Less competitive community programs at “unsexy” locations often have:
- Fewer residents
- No or few fellows
- Sicker, older populations
- Thin staffing at night
Which means:
- If there is a central line to be done at 3 a.m., there is no one else. You do it.
- If IR is not in-house and the patient is bleeding into their belly, that paracentesis is yours.
- If the rural OB service is short, your FM or IM team might be the only ones confident enough to get hands-on.
This is how some “no-name” graduates end up far more clinically competent—and more comfortable with core procedures—than people from certain brand-name places.
But you do have to verify that:
- The hospital actually supports resident autonomy
- You are taught correctly (not just thrown in blindly)
- There is actual technology present for what you want to learn (e.g., ultrasound, ICU monitors, basic procedural kits)
8. One realistic pathway: building real procedural skill at a modest community program
To make this more concrete, here is what a smart approach looks like at a solid but non-elite community IM or FM program.
| Period | Event |
|---|---|
| PGY1 - Learn basics | Central line simulation, POCUS intro, simple office procedures |
| PGY1 - First supervised procedures | Lines, paras, IUDs, skin biopsies with close attending help |
| PGY2 - Increased autonomy | Independent lines with supervision available, ICU management basics |
| PGY2 - Advanced tech use | Regular POCUS integration, thoracentesis, joint injections |
| PGY3 - Resident expert | Teaching juniors, running codes, handling complex procedures |
| PGY3 - Consolidation | High-volume practice, refine skills for independent practice |
You consciously:
- Volunteer for procedures every time the opportunity arises.
- Log everything. Aggressively.
- Ask to be credentialed in POCUS basics.
- Seek out clinic days heavy in procedures—LARC, derm, joint, colposcopy.
- Take ICU rotations seriously, not as “survival months.”
By the end of 3 years, you are not a technician. But you are very comfortable with the tools and procedures that matter in the real world.
9. Quick reality check: what you will not get at most less competitive community programs
You will not reliably get:
- Robotic surgery console time as a resident in FM, IM, peds, or psych.
- Deep immersion in transplant medicine or ECMO.
- Cutting-edge advanced interventional cardiology or interventional radiology skills.
- High-end academic bench-to-bedside tech trials.

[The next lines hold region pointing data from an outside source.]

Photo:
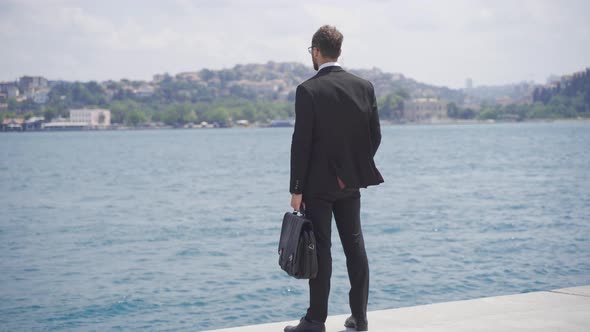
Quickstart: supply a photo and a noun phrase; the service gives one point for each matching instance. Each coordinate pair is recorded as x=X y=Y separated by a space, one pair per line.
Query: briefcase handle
x=301 y=211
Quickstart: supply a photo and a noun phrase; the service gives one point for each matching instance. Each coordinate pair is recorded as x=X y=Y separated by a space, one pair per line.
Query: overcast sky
x=437 y=42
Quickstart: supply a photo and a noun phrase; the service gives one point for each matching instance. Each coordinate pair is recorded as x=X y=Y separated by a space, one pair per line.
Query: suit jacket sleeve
x=302 y=138
x=374 y=123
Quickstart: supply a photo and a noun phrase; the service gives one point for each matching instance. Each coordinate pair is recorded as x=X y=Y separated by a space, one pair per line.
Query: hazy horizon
x=436 y=43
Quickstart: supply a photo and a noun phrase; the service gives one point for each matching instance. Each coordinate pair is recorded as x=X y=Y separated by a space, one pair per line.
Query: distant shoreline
x=383 y=123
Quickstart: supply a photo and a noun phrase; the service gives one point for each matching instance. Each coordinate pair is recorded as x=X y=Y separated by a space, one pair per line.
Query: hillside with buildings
x=252 y=94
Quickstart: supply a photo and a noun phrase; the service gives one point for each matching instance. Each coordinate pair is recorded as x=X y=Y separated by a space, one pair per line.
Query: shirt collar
x=328 y=64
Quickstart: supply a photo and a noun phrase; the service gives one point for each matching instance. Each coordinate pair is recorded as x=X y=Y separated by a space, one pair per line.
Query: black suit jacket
x=336 y=133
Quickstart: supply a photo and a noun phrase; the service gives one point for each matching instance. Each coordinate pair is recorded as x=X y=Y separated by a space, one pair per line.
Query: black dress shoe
x=352 y=323
x=306 y=326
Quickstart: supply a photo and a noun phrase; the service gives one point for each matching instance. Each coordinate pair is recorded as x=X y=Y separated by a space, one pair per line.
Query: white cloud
x=433 y=41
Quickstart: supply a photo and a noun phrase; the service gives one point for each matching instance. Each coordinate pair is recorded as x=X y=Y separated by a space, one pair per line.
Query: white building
x=425 y=109
x=96 y=117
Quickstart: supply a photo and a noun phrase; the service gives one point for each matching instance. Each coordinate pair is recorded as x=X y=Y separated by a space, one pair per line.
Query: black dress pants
x=345 y=205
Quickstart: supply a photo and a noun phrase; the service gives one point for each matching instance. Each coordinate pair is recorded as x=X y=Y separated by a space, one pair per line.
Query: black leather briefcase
x=297 y=247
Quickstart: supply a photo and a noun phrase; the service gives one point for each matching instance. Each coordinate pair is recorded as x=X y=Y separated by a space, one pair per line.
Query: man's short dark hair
x=329 y=40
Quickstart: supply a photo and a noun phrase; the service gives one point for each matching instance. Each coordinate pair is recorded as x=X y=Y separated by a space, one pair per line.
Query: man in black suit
x=335 y=138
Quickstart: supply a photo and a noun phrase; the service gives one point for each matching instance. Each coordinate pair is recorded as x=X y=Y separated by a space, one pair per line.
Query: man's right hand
x=296 y=201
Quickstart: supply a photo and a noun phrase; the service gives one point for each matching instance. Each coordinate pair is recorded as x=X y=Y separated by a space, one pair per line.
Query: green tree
x=135 y=117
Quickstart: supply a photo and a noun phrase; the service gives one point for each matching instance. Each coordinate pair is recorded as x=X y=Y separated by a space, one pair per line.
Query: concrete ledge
x=565 y=309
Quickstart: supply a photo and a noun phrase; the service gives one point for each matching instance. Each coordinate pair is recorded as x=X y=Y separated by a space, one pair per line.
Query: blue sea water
x=176 y=230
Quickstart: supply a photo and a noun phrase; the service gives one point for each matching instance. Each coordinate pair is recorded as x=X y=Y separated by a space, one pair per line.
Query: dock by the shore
x=563 y=310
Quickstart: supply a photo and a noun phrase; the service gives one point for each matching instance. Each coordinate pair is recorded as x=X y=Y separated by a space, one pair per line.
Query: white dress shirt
x=328 y=64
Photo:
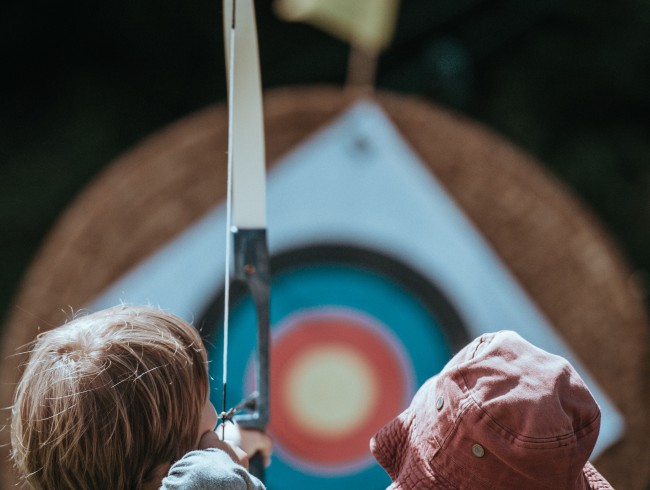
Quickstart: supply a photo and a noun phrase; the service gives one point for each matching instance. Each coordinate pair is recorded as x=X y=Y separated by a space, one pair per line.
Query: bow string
x=246 y=206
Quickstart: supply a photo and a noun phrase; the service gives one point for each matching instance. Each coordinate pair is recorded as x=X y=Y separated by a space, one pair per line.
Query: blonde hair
x=107 y=398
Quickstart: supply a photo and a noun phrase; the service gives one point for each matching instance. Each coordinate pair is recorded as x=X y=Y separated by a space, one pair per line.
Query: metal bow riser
x=247 y=202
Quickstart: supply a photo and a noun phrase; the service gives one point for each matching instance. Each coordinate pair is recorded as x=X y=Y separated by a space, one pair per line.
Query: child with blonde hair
x=120 y=399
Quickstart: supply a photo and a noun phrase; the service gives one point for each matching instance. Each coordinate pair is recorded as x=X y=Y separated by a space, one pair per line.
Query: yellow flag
x=365 y=24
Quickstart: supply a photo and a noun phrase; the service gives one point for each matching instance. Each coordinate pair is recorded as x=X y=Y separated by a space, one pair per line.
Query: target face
x=353 y=335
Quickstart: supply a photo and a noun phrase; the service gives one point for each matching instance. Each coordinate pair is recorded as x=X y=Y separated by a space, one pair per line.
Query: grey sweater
x=209 y=469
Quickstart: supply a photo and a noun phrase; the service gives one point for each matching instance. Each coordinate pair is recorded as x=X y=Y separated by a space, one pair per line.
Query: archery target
x=351 y=341
x=356 y=181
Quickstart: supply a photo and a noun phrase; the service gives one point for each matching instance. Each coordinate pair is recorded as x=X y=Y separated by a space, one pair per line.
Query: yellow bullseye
x=330 y=390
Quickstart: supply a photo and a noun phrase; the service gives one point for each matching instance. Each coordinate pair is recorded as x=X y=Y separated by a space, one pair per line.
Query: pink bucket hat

And that is fine. Those are subspecialty, fellowship-level domains.
If your plan is:
- Cardiology with a goal of doing complex interventional work
- Pulm/CC aiming for advanced bronch and ECMO-heavy ICUs
- Academic oncologist doing trial-heavy practice
Then you probably want at least one strong academic step in the chain, preferably residency. A less competitive, low-tech community path will make your road longer and harder.
But if your goal is:
- Community hospitalist
- Full-spectrum FM in a real-world setting
- Bread-and-butter inpatient peds or psych in regional hospitals
Then a well-chosen, less competitive community program can give you better relevant procedural autonomy and enough technology exposure to function very well.
10. Final takeaways
I will keep this short.
- “Less competitive community” does not mean “worse training” for procedures and practical technology. Sometimes it is the opposite, if you pick the right environment.
- Your best friends are POCUS, bedside procedures, and genuine resident autonomy. If fellows, IR, or subspecialists own everything, your experience will be hollow.
- Do not trust brochures. Ask residents surgical, specific questions about who actually does which procedures, when, and how often—and choose programs where residents own the work.